Trump, Cruz, Rubio and William F. Buckley

So I just saw a replay of that portion of the GOP debate in Texas where it degenerated into complete anarchy, kind of like the examination scene in A Day At the Races, but instead of the Marx Brothers you had three obnoxious assholes who want to be president. Then I switch stations and it’s an old Tonight Show. Johnny Carson is talking to William F. Buckley, and Buckley is using words I’ve never heard before, big huge words. It’s 1980 and he’s lecturing Johnny on conservatism which, he doesn’t know yet, is right on the cusp of its golden age. He was Mr. Conservative back then, the smartest guy in the world, a conservative so intellectual he could hate communists in iambic pentameter. They’d bring him out to argue with Gore Vidal or trade bon mots with Truman Capote. But today, after watching that debate, it’s like William F. Buckley was from another planet. Do they even have conservatives like him anymore? What happened? Was it Rush Limbaugh that made things so stupid? I like to think so, but it’s certainly more than that. Still, you could imagine Rush on stage here with the three stooges, pitching in, shouting at Cruz, calling Rubio names, yelling louder than Trump. But not William F Buckley. I can’t see him on that stage, I can’t see him asking questions, I can’t even imagine him in the same room. But I do wonder just what Bill Buckley would say, watching Trump, Cruz and Rubio on PBS yell insults at each other. Maybe he’d say the superstition that the hounds of truth will rout the vermin of error seems, like a fragment of Victorian lace, quaint, but too brittle to be lifted out of the showcase. Not that I have a clue what that means, but at least he didn’t say sweat.
William F. Buckley watching the debate at Cato's pad.

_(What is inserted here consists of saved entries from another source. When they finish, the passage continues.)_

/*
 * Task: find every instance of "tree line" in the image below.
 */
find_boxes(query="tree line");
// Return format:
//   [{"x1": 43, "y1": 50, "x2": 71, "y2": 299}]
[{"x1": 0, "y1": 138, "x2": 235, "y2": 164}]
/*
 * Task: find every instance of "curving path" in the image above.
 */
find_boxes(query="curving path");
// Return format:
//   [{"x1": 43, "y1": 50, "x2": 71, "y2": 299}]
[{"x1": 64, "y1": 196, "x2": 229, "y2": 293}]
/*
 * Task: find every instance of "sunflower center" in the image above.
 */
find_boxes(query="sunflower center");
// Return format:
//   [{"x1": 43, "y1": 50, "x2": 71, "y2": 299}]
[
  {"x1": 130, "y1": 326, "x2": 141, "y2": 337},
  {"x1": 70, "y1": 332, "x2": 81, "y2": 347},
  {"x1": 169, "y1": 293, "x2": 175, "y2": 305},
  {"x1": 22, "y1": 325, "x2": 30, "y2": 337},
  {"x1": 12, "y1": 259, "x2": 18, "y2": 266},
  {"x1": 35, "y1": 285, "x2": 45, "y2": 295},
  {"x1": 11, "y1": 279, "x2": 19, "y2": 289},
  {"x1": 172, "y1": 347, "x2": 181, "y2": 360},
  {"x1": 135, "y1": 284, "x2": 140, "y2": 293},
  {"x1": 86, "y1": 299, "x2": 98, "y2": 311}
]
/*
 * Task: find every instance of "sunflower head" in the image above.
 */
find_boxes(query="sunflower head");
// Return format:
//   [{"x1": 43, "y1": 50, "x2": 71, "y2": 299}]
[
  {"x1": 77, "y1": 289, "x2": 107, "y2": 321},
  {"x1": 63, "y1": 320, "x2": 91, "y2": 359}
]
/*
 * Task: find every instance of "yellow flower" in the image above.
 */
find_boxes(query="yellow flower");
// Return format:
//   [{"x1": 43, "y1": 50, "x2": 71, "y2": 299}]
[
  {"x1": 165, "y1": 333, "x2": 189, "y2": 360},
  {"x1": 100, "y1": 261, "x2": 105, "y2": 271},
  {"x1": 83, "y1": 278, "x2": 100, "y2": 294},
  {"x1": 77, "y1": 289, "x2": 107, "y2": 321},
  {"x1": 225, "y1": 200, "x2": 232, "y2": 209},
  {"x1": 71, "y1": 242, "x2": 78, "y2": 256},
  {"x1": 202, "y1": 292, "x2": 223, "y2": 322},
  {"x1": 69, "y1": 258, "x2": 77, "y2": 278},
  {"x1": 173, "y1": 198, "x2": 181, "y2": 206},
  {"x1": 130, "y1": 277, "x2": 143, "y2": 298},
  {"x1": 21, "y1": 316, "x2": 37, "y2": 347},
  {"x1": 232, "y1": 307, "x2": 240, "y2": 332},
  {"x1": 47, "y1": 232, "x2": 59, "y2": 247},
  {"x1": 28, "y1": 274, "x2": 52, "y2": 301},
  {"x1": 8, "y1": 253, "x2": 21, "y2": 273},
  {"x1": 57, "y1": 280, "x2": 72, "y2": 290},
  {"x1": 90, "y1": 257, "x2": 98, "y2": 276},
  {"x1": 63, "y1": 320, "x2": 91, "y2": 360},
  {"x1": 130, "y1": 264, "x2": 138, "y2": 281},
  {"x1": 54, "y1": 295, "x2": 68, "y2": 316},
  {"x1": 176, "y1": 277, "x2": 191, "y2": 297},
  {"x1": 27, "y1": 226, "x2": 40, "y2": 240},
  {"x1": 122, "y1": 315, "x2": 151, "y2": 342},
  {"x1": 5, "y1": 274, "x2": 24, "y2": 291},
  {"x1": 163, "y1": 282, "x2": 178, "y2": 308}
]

William F. Buckley watching the debate at Cato the Elder’s elysian pad.

Marco Rubio

I remember catching part of one of the early GOP debates and realizing that Marco Rubio scared the hell out me. He was too electable, and he could take big bites out of a potential Democratic majority in just the right places (e.g. Florida, New Mexico, Colorado and Ohio, Wisconsin and Pennsylvania) to give the GOP enough electoral votes in November. I breathed a sigh of relief, though, as he was stumbling and obviously wasn’t in this for the long haul this year. I said–either in a Facebook post or on my blog, I can’t remember–that the threat of Rubio won’t be this year, but in four years, or eight. Now he comes in second in South Carolina (after a weak fourth place finish in new Hampshire) and is obviously here to stay for a while. Two thirds of Republicans in South Carolina voted against Donald Trump. Rubio, Cruz and three losers split that two thirds. One of the losers, Bush, a hundred million bucks in the hole, drops out and his supporters despise Trump. Kasich can’t stay in much longer and it’s hard to see his supporters flocking to Trump either. Carson’s supporters I don’t know about. But as this race goes along, and as Trump still leads in polls nearly every upcoming race through the end of March, I’m wondering if half of that two thirds of Republicans will shrug and follow Trump, giving him the numbers he needs to win the nomination, or will they wait till Cruz and Rubio battle to the death and throw all their support to the winner. If either can hold on, and begin to win primaries by the end of March, then they could beat Trump. And we might be left with Marco Rubio, and I think Democrats who laugh at him underestimate his potential appeal to lots and lots of people who otherwise would vote for a Democrat. Cruz is not a genuine threat. He’s too doctrinaire, roo mean, too strident, and too unlikeable. Trump is not a genuine threat, he’s just loathed by too many people. Rubio, though, might have a Reaganesque appeal, in which case we Democrats have positioned ourselves too far to the left to win. If Rubio could appeal to moderate independents, a Democrat, any Democrat, could lose. A conservative Republican president is not something I like to think about. Hence Marco Rubio is the biggest threat to Democrats, liberals and progressives that the Republicans currently have. Let’s hope Trump keeps winning.